Beanie, who spent her formative years as an obedient only child, girlfriend and employee, decides to run. She upends her life, fleeing a predictable middle-class manual of marriage, children and expectations towards the challenging world of stand-up comedy. Dubbed the “runaway bride of Mahim”, Beanie slowly begins to find the courage and material to realise her dreams.
With sulking parents and a broken engagement, it’s up to BFF Kapi (Dolly Singh) and fellow comic Ravi (Ravi Patel) to handhold her through her panic attacks. Ravi becomes both a mentor and easy rebound gig for Beanie.
Patel and Bhasker share an easy onscreen rapport in the six-part Netflix series. Bhaag Beanie Bhaag has been created by Patel and Neel Shah.
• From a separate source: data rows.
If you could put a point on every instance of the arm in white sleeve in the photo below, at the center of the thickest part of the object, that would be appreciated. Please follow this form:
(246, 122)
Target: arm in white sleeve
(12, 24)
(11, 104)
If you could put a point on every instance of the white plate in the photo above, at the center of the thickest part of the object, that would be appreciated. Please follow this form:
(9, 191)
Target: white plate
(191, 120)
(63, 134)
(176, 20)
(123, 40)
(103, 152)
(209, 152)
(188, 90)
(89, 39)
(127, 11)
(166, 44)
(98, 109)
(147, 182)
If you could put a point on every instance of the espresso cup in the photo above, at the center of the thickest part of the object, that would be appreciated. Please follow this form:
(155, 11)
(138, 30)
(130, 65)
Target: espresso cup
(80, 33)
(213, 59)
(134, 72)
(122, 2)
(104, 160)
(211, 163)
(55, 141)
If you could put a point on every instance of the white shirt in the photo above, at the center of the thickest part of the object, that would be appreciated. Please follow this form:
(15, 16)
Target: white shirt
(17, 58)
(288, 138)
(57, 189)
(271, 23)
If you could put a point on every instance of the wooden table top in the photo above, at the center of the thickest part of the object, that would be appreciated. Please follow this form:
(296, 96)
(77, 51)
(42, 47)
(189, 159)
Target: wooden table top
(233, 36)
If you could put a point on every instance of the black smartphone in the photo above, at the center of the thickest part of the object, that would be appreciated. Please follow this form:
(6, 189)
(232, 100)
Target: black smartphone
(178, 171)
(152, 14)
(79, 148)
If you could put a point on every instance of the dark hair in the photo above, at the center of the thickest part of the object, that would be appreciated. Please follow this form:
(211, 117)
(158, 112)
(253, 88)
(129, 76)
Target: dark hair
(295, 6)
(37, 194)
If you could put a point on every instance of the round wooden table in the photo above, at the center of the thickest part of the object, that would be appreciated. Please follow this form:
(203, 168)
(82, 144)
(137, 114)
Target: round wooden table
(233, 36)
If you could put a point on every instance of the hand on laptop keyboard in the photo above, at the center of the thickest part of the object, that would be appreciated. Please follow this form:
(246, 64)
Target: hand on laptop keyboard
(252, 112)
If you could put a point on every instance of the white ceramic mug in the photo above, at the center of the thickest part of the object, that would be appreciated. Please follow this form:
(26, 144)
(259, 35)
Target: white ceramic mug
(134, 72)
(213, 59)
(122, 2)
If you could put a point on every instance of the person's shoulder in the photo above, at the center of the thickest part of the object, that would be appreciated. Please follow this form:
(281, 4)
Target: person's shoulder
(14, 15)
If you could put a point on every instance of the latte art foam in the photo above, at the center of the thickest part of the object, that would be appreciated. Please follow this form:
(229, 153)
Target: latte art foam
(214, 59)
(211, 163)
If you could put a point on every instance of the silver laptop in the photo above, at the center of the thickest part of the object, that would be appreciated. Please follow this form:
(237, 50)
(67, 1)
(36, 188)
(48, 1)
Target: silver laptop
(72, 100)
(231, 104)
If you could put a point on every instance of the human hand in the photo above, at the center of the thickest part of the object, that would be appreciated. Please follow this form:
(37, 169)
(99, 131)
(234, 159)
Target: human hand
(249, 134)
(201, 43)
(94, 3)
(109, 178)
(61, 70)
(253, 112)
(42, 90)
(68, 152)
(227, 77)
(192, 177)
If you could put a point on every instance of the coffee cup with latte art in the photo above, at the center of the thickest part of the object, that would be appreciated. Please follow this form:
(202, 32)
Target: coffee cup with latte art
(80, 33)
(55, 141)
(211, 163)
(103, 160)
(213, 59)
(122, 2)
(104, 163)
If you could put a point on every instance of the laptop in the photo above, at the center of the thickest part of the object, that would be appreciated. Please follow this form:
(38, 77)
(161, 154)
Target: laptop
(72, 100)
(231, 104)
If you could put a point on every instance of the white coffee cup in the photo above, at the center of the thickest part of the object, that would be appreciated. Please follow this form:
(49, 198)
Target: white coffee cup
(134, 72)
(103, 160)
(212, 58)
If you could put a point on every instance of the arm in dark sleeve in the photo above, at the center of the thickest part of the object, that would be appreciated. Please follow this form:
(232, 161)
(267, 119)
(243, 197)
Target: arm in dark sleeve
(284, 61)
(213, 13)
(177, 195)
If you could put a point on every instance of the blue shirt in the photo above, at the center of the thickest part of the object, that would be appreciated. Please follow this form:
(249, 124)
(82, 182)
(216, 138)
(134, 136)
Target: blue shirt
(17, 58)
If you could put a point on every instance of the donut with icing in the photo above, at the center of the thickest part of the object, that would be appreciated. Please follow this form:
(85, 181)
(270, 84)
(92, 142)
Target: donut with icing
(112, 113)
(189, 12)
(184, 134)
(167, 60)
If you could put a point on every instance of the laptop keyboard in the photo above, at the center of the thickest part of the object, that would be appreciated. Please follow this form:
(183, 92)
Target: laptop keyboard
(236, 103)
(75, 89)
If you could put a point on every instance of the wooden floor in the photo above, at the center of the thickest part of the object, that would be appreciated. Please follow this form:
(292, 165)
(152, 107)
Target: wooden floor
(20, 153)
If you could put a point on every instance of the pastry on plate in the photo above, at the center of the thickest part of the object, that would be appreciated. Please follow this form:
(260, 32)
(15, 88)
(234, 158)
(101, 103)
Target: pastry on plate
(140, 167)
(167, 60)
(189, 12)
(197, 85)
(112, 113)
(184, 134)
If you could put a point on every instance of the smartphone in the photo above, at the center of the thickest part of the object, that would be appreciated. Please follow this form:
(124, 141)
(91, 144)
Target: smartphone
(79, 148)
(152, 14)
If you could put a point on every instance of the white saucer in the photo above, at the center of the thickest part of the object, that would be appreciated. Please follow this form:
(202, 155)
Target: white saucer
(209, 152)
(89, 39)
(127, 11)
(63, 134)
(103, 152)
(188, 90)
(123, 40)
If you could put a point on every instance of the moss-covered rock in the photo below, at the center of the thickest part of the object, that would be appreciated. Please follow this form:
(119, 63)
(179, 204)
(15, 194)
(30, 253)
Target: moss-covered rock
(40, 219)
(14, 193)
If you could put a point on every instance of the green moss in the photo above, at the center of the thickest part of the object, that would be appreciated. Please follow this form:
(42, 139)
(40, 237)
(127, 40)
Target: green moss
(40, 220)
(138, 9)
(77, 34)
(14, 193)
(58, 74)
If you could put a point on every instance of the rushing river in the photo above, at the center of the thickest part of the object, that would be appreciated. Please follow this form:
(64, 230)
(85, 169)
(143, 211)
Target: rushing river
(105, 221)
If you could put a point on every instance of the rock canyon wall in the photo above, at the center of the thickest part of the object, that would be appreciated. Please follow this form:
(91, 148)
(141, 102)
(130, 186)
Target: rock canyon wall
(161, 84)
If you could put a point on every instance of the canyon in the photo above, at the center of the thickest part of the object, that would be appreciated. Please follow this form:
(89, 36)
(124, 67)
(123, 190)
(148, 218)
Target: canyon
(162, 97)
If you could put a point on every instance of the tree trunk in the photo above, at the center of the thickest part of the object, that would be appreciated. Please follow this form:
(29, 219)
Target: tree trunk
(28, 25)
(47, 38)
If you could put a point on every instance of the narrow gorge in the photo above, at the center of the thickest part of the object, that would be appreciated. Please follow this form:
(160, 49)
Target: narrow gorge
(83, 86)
Jared Miller, Laura Chinn, Nisha Kalra and Devashree Shivadekar join Patel and Shah as the writers and devote several scenes to Beanie’s self-pity and angst as she struggles with taking charge of her life.
The show is also a primer to the world of stand up, with improvisation exercises, cameos by some recognisable comedians and the culture of open mic nights.
Debbie Rao, Abi Varghese and Ishaan Nair direct the short, breezy episodes. Swara Bhasker leads from the front, supported by Varun Thakur as her jilted beau Arun and Girish Kulkarni and Mona Ambegaonkar as parents obsessed with their daughter’s future (defined by marriage and children). The performances range from appealing and fun to exaggerated.
Echoes of the hit American show The Marvelous Mrs. Maisel are tenable, and yet Bhaag Beanie Bhaag stands its ground. Powered by Bhasker’s orgiastic performance, the series addresses issues of parenting, unrealised dreams, the convention conundrum, and adulthood. What the characters cannot say to each other, they express through their comic monologues.
Originally titled Messy, the show delights in disarray, and does so organically.